Great job!
#1
Looking good, Sunset scenes in my opinion are harder to get to an amazing status because it depends so much on the atmospheric conditions...and having a great scene helps too...around here I have cornfields
#2 - my favorite
I really like what you have going on here, its a cool pic and tells a story. You can almost feel the monkey wanting to get out, especially in his eyes! I like how the hand is blurred from the depth of field, but if I had to get picky I would say that its a bit too blurred. In the future if the situation arises you can close the aperture (bigger number) to reduce this. (unless he was almost touching the camera

then you would need to step back and zoom in a little. Also an interesting effect would be to focus on the hand and and slighty blur the body of the monkey. None the less a cool pic.
#3
Also a cool one, looks like there talking to each other. I would maybey try and focus on the brown monkey more, looks like it might have focused for the fence, you could select spot metering and aim for a patch of brown or manually focus.
#4
Kind of blown out in areas and a little overexposed, Pretty colorful looking through. One thing though I would defiantly switch your color-space mode to Adobe 1998 RBG rather than srgb which is what its set on now, converting it over to srgb in photoshop made a large jump in color. especially with the greens.
#5
To much clutter in the foreground to really do anything
#6
Much better, and a vibrant looking lizard

Still some foreground clutter, I might try to swing around to the camera left a bit more.
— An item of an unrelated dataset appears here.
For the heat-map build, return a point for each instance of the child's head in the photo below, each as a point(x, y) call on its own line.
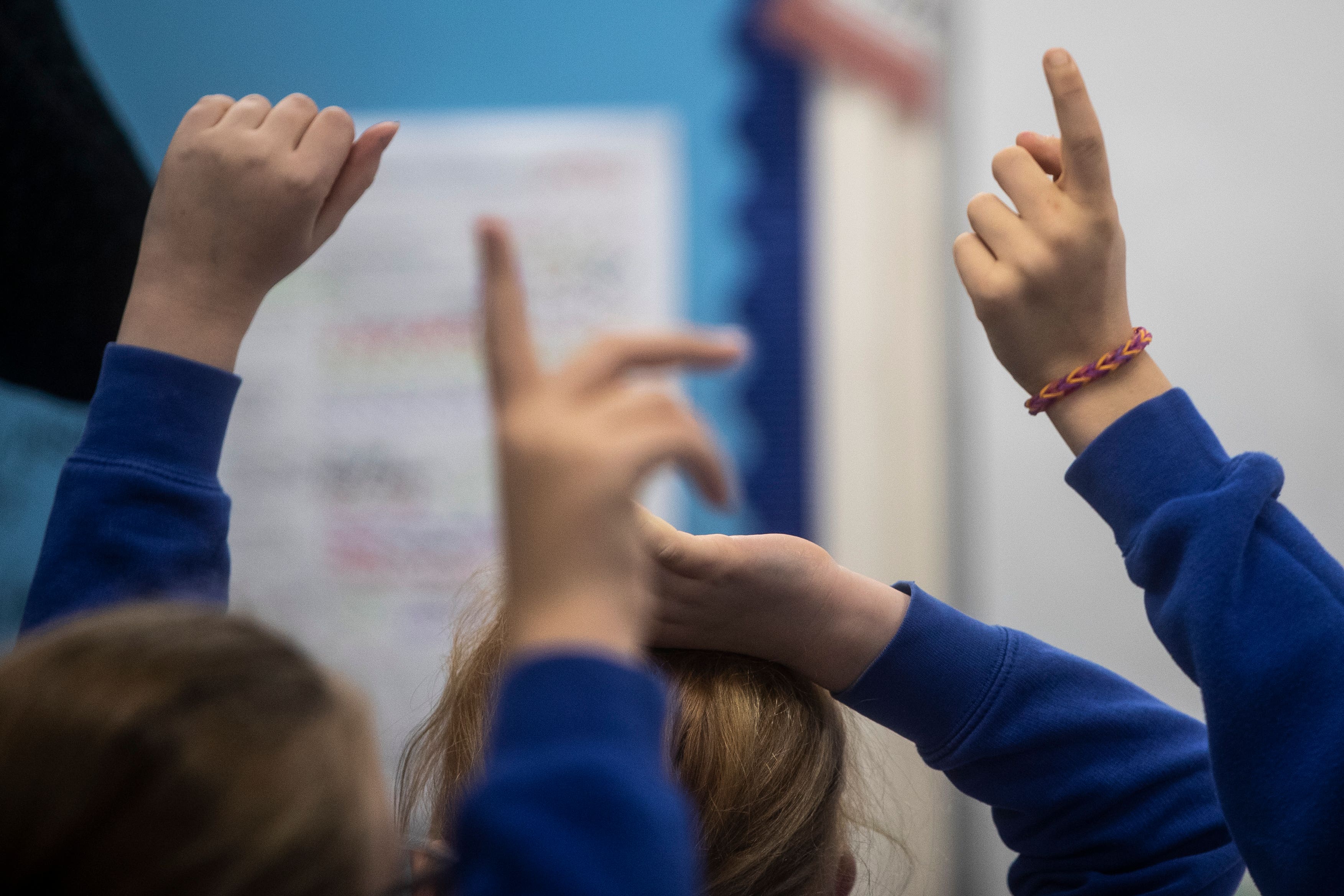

Also see below
Since your profile says ok to edit I thought i'd make a tech test of the #6 pic, they where composited together on photoshop, taken from a screencapture of the photo opened in PS then converted to adobe rgb. On some pictures you can't tell a difference on others the difference is dramatic. greens and bright oranges seem to be effected the most.
You might have to look into your manual to adjust this but on my D80 you open up the menu then shooting menu (camera icon) then optimize image, then custom then color mode, then choose "II (Adobe RGB)" Though I don't know if they work in auto mode, and when in portrait mode etc.. I think it uses its own profile. Alternatively they can be changed in post processing in a program.
If you want basic editing functions for free check out
www.irfanview.com You can resize and convert to differant formats, crop etc... They even have a plugin to use photoshop plugins (including free photoshop plugins

)
Keep up the good work and make sure to post your next venture!